Many products might claim to plump the skin, but those with hyaluronic acid, a sugar gel that can hold up to 1,000 times its weight in water, really do. Hyaluronic acid is naturally found in the skin and joints-it's the cushion that keeps your bones from rubbing together. Using moisturizers with hyaluronic acid not only hydrate and strengthen the skin's barrier, but hyaluronic acid serums also stimulate the skin to produce its own hyaluronic acid. "And small studies show that you might actually help moisturize your skin from within by ingesting hyaluronic acid," Bowe adds. "The studies suggest that eating or drinking hyaluronic acid might help with dry skin and wrinkles by plumping your skin from the inside out."
Try: Neutrogena "Hydro Boost" Water Gel, $20, ulta.com.
Glycolic and Salicylic Acids
Glycolic acid, a gentle exfoliator, can be beneficial for those with dry skin, wrinkles, or hyperpigmentation as it boosts the skin's renewal. We like Jack Black Line Smoother 8% Glycolic Acid Treatment. If you have oily skin or acne, a salicylic acid product, such as Juice Beauty Blemish Clearing Serum, will be beneficial for exfoliating, easing breakouts, clearing pores, and decreasing oil production. Unlike glycolic acid, which is water soluble, salicylic acid is oil soluble, meaning it binds to oil and breaks it down. While great for acne and blackhead prone skin, avoid salicylic acid if you have dry skin, are pregnant or are on certain medications.
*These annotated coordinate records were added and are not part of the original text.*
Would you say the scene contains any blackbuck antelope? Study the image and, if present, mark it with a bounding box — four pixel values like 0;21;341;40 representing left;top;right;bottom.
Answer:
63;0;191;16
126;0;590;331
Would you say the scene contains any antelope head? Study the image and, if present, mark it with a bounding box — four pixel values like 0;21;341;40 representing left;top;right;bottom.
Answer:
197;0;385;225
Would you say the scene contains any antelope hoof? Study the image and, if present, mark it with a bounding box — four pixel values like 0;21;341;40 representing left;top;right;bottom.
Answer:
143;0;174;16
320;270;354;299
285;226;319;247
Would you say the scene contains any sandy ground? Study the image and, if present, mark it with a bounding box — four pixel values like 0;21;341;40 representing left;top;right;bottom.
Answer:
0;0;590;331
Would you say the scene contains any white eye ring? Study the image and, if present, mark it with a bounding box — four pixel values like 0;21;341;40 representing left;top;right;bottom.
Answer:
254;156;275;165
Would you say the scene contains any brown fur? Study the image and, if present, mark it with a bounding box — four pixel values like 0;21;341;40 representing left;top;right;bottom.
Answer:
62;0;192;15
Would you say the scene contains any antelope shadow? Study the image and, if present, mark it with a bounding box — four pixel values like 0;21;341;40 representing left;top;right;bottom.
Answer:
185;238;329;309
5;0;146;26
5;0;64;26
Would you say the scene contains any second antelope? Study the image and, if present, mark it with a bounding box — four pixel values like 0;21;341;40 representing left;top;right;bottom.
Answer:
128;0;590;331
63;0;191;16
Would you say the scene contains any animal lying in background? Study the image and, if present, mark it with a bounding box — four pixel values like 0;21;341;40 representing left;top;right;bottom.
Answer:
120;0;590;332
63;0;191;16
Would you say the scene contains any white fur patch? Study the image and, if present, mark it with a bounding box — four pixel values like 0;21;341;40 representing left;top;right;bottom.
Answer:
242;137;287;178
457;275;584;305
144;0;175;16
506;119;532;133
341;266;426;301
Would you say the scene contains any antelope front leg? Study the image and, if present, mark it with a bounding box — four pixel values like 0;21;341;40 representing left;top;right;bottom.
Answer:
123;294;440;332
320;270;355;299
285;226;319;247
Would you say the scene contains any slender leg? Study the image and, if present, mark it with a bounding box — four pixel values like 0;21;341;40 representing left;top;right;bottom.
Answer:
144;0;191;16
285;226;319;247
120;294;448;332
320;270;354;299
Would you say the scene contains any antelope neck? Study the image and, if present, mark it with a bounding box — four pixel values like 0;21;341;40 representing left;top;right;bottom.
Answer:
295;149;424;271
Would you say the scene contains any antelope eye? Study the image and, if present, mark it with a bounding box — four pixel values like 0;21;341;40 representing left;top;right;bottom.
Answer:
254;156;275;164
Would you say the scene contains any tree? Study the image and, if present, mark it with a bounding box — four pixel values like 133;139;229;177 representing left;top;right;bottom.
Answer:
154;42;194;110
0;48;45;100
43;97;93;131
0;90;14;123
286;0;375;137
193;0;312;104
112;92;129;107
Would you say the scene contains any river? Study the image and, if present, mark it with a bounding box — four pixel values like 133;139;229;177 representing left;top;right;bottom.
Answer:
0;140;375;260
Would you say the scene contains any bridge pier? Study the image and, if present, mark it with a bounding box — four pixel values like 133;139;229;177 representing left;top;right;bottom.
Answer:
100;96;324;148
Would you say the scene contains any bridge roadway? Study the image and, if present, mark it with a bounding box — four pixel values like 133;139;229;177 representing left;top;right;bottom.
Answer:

Try: Juice Beauty "Blemish Clearing" Serum, $30, ulta.com.
Ceramides are lipid (or fat) molecules, and "basically 50 percent of our skin's makeup," Nussbaum says. They help the skin stay soft, hydrated, and strong so it can withstand environmental elements. Without enough ceramides, skin can become dry and irritated. (In addition to aging and spending time in dry, cold climates, using rough exfoliators and toners-any product that strips the skin of too much oil-can lead to a loss of ceramides.) To avoid this, use a ceramide-infused moisturizer each day.
Try: Holika Holika "Good Cera" Super Ceramide Cream, $24, amazon.com.
Niacinamide is vitamin B3, an antioxidant that works wonders as an anti-inflammatory: it reduces redness and discoloration. It also increases hydration, helps protect against sun damage, and minimizes fine lines and wrinkles. Every skin type can benefit from using a moisturizer with niacinamide, like Cerave PM Facial Moisturizing Lotion, but especially those with sensitive skin and eczema.
Try: Cerave PM Facial Moisturizing Lotion, $12.39, target.com.